O secretário municipal da Habitação, Paulo Teixeira, representante do Brasil na força-tarefa da
ONU, destacou a importância dos
movimentos organizados na definição de uma política habitacional no município. "Estamos
atuando em bloco para a conquista da cidadania", afirmou.
Teixeira, que será líder do grupo
que visitará Durban e Johannesburgo, na África do Sul, diz que a
prefeitura deverá ressaltar no exterior seu programa de urbanização de favelas -com a transformação das áreas em bairros,
abrindo ruas, colocando asfalto,
redes de água e de esgoto.
Na opinião de especialistas, essas melhorias são importantes,
mas não bastam: é preciso integrar a favela à vida da cidade.
Uma análise de programas de
urbanização realizados em cinco
cidades brasileiras -Diadema,
Fortaleza, Goiânia, Rio de Janeiro
e São Paulo-, desenvolvida pelo
Laboratório de Habitação e Assentamentos Humanos (Labhab),
da FAU da USP, identificou alguns problemas. A secretária-executiva do Ministério das Cidades,
Ermínia Maricato, que participou
da pesquisa, disse que uma das
deficiências constatadas foi que as
áreas eram abandonadas pelo poder público após a urbanização.

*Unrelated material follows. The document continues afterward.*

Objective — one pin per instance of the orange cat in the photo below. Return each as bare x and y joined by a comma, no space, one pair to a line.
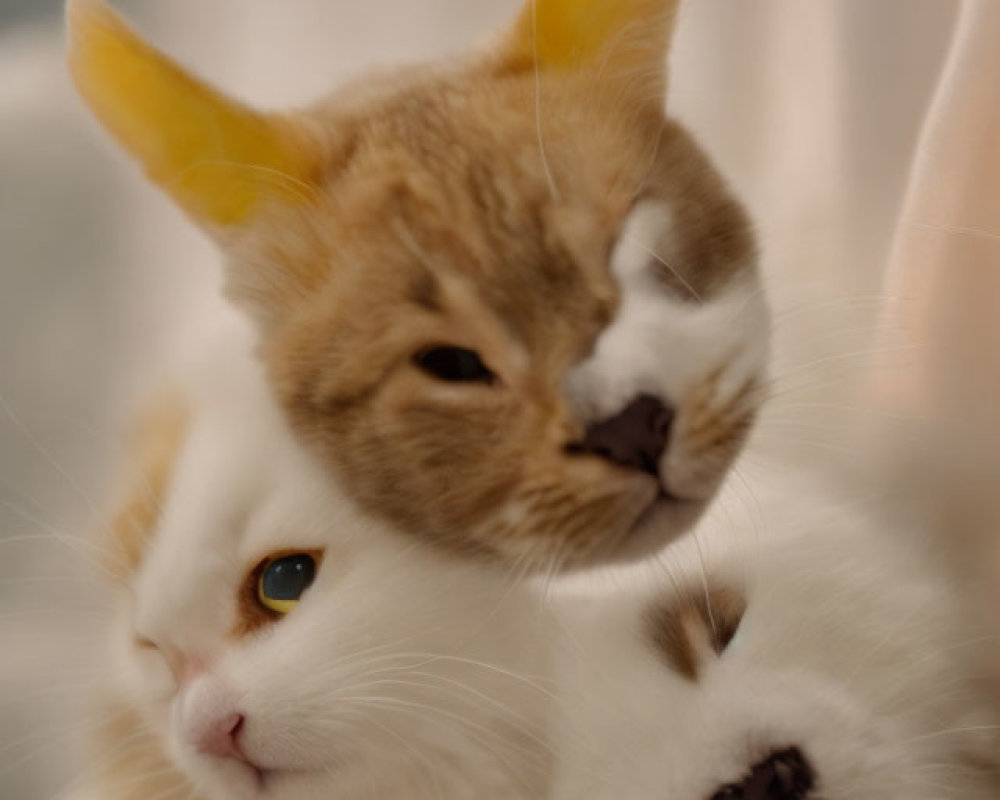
506,300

"A prefeitura não faz a manutenção na favela como faz no resto
da cidade." Como exemplo ela cita a falta de varrição de ruas nessas áreas. "No restante da cidade,
quando alguém joga lixo pela janela do carro há um serviço para
limpar; na favela, isso não existe."
Segundo Maricato, é essa ausência do Estado que acaba gerando um poder paralelo, muitas vezes ocupado por traficantes.